Quantum computers, which have the potential to revolutionize medicine, materials science, and artificial intelligence, also represent a threat to the security of our communications. Cryptographic systems like RSA, Diffie-Hellman, and ECC have been shown to be vulnerable to quantum attacks. Post-quantum cryptography (PQC) aims to develop systems resistant to these attacks.
The HQC algorithm, which is based on error-correction codes, was selected as the standard by NIST in 2025. The proposed methods for HQC software implementation perform relatively poorly compared to alternative Euclidean-network-based solutions. Hardware implementations, while faster, rely on polynomial multiplication involving very large polynomials requiring a very large silicon area—the algorithm’s main bottleneck.

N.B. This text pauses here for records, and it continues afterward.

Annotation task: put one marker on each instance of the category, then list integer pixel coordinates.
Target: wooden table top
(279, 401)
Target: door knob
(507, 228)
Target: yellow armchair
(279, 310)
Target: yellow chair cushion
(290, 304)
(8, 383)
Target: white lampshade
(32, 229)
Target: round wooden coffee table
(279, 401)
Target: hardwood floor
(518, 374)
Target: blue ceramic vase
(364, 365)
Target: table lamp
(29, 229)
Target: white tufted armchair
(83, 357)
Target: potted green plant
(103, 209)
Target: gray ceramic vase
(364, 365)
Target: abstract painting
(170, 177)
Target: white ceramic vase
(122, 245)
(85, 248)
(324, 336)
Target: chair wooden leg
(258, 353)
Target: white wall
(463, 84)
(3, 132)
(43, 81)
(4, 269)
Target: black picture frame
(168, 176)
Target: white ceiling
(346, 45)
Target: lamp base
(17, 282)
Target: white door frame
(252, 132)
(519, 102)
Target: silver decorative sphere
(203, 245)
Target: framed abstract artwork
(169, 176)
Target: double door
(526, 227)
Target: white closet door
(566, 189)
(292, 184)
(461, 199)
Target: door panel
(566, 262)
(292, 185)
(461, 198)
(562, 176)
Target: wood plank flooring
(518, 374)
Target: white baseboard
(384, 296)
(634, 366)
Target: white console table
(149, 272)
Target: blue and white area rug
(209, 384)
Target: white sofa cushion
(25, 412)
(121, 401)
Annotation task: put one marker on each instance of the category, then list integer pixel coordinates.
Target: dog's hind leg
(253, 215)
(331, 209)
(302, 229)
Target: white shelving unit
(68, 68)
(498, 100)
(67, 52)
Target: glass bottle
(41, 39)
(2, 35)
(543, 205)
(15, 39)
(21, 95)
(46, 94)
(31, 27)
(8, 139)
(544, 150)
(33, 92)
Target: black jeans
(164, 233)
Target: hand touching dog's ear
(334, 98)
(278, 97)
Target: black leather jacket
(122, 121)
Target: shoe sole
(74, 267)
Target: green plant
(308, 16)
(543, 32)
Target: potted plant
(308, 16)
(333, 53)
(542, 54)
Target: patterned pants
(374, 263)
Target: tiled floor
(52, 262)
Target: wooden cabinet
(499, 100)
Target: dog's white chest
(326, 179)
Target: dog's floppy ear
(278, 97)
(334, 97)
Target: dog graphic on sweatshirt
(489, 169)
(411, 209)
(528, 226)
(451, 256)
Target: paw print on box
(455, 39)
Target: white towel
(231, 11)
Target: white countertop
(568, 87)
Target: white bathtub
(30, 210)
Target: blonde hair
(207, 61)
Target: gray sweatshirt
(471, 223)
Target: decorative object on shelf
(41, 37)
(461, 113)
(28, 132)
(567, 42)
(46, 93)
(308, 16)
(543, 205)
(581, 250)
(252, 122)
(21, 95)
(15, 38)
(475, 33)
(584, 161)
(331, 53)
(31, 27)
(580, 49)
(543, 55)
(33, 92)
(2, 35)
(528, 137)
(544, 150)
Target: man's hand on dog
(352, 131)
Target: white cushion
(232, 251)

Tightly-coupled acceleration, which encapsulates the algorithm’s recurring operations in custom instructions added to the processor instruction set, offers an alternative to conventional hardware acceleration methods. The accelerator can be tightly integrated into the RISC-V processor execution pipeline using the Core-V eXtension Interface(CV-X-IF). This solution offers transparent speed increases while overcoming the traditional hurdles to ISA extension.

We applied this new, tightly-coupled acceleration strategy and designed three dedicated hardware acceleration technologies targeting the HQC algorithm’s main bottlenecks. The first, R-Unit, uses a multi-level Karatsuba algorithm to speed up polynomial multiplication on 32-bit blocks with four custom instructions to ensure that the results are completely controlled. The second, RS-Decoder, contains several specialized instructions to eliminate loops and intermediate results, speeding up key Galois field operations like carry-free multiplication and final zero counting. The third, the Keccak accelerator, leverages a dedicated register and three custom instructions to ensure efficient loading, processing, and storage. This minimizes overhead compared to conventional loosely-coupled approaches, for effective management of the 1,600-bit permutation state.
TYRCA, with its tightly-coupled acceleration, delivers substantial performance improvements over the original HQC software implementation. The number of clock cycles in key generation (KeyGen) and encapsulation and decapsulation (Encaps, Decaps) operations is reduced by around 95% at all security levels (HQC-128/192/256). This approach also substantially reduces instruction memory use. Implemented on a Kintex-7 FPGA target, TYRCA occupies less than 26% of the total system-on-chip area. R-Unit, which delivers the highest performance improvement, takes up less than 10 % of the area. Normalized velocity metrics (velocity/surface) confirm that TYRCA outperforms the existing loosely-coupled approaches.